The Virtual Secretary is a Python framework allowing to write custom filters and actions to automate your digital office workflows. It provides connectors to synchronize information across:
- your emails,
- your contacts (address books),
- your Instagram posts & comments,
- and more in the future:
- your agenda events,
- your database entries.
It aims at making your ultra-connected office life less stressful, by cross-checking and pre-filtering information for you, such that you get a digest of only the important/urgent information, and can deal with less important information later, at your own pace.
The framework provides an high-level Python API allowing you to efficiently write simple and advanced email filters, unleashing the full power of the Python programming language, along with its powerful ecosystem of packages for data mining, machine learning, regular expression search, etc.
The Virtual Secretary works standalone: it doesn’t need any intermediate piece of software, but connects directly to servers. It can therefore be used on any typical mailbox supporting IMAP v4 (Gmail, Outlook/Office365, self-hosted and custom servers). It can work alongside your usual desktop mail client (Microsoft Outlook, Mozilla Thunderbird, web clients like Zimbra, Horde, SoGo, etc.).

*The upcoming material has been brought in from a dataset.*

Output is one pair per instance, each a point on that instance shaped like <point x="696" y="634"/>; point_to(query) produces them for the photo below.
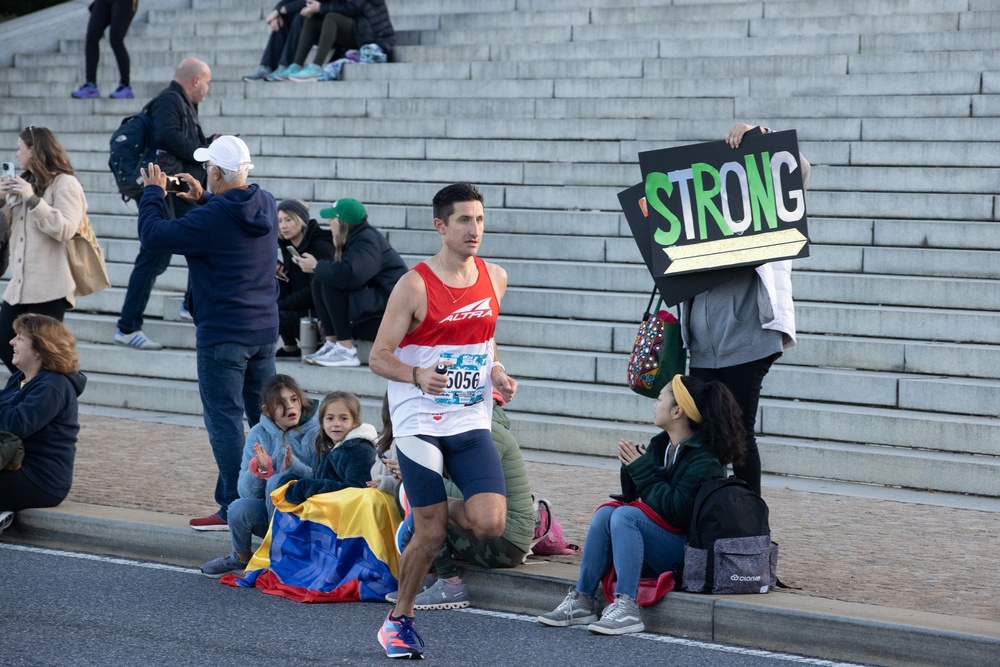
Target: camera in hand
<point x="174" y="184"/>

Internally, it provides low-level features exposed through a nice programming interface allowing to write clean and elegant filters:
- connection to IMAP and SMTP mail servers through SSL and StartTLS, allowing to fetch, parse, delete and send threaded emails (tested with Hotmail/Live, Gmail, Dovecot and Exim),
- connection to Instagram through their OAuth2 and Rest API (read-only),
- email authentication (spam detection) through SPF, DKIM and ARC,
- connection to CardDAV address book servers (tested with SabreDAV, used by NextCloud and Owncloud servers) (read-only),
- natural language processing with machine-learning classifier (SVM on top of word2vec), allowing to train your own AI against your own emails in your own language and perform automatic tagging and sorting based on content,
- filters can be processed on a desktop or on a server, on demand or as a Cron job. A locking mechanism prevents more than one instance to process each mailbox. AI classifiers can be trained locally on desktop and sent to run on the server,
- an overridable internal logging mechanism prevents emails from being processed more than once, so automatic actions that are manually reverted are not performed again on the next run.
Examples of applications¤
The Virtual Secretary can, for example :
- move emails into IMAP folders or tag them based on their sender and content,
- detect spoofed emails and send them to the spam box,
- mirror your Instagram comments into an IMAP folder, respecting their original date, author, and threading, and attaching the original media,
- create advanced autoresponders, based on timeframes and number of unread messages in your mailbox,
- detect the language of an email.
In the future, it will be able to :
- add an “urgent” tag to emails sent by people with whom you have an appointment scheduled in the next 48 hours,
- add a “client” tag to emails sent by someone who bought your product (connecting to the MySQL database of your Prestashop or WordPress WooCommerce website).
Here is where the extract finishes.